Tim Hudson, Mark Buehrle, Torii Hunter, Dan Haren, Barry Zito, Aramis Ramirez
Clemens, Bonds, Schilling, Halladay
Most Likely To Be Elected
Bonds, Clemens, Schilling
The first year that I'll have a ballot will be a weak one for newcomers, as no one is anywhere close to the JAWS standard at his position or has a notable milestone that will fuel his candidacy. Hudson won 222 games and finished with a 120 ERA+, but he ranks just 81st in JAWS, far below every other starter up for discussion in this exercise except Pettitte. Buehrle, with his 214 wins and 116 ERA+, ranks 89th, one notch below Pettitte, and Haren and Zito are more than 100 spots below that (though if Schilling's Twitter feed can hinder his candidacy, maybe Haren's can help his). Hunter has 2,452 hits, 353 homers and nine Gold Gloves, but he's 32nd among centerfielders in JAWS, nowhere near as good as the Lofton/Jones/Edmonds cluster. Ramirez had some thump (386 homers and a .492 slugging percentage), but his dreadful defense (-85 runs) leaves him just 58th in JAWS among third basemen.

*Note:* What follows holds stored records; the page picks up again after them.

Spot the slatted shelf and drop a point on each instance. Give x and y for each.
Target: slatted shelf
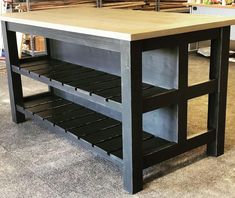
(88, 83)
(100, 132)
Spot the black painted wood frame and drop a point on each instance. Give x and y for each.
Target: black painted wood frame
(132, 106)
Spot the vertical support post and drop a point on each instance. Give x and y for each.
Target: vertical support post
(48, 51)
(182, 86)
(131, 73)
(217, 100)
(14, 80)
(157, 8)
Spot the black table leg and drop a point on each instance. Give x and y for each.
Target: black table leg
(131, 72)
(217, 100)
(14, 79)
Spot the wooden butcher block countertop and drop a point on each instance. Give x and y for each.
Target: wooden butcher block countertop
(118, 24)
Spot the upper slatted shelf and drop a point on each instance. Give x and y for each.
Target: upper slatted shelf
(88, 83)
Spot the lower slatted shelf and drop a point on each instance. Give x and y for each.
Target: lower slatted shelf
(101, 132)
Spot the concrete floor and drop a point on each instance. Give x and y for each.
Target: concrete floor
(36, 162)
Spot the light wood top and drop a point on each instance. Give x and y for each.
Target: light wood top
(211, 5)
(118, 24)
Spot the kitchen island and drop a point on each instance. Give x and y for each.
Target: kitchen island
(118, 81)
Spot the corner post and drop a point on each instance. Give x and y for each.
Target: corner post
(217, 100)
(131, 73)
(14, 79)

All of that suggests that 2021 will be a year for holdovers to step forward, and it's here that I see Bonds and Clemens finally amassing enough support. Thirteen of the 15 new voters this year included both on their ballots (up from five out of 10 the year before), and after the pair gained roughly 17 percentage points over the last two cycles, it's clear that they're on their way. Assuming 442 ballots (as there were this year, just two more than in 2016), Bonds needs a net increase of 94 votes over his final five cycles—around 19 per year—and Clemens needs 93. Not only is that doable, but it also appears inevitable, particularly as the traffic thins out and the electorate turns over. This would appear to be a good spot for Schilling, also in the ninth year of his candidacy, to finish the job, and I'd bet Halladay moves within striking distance of election.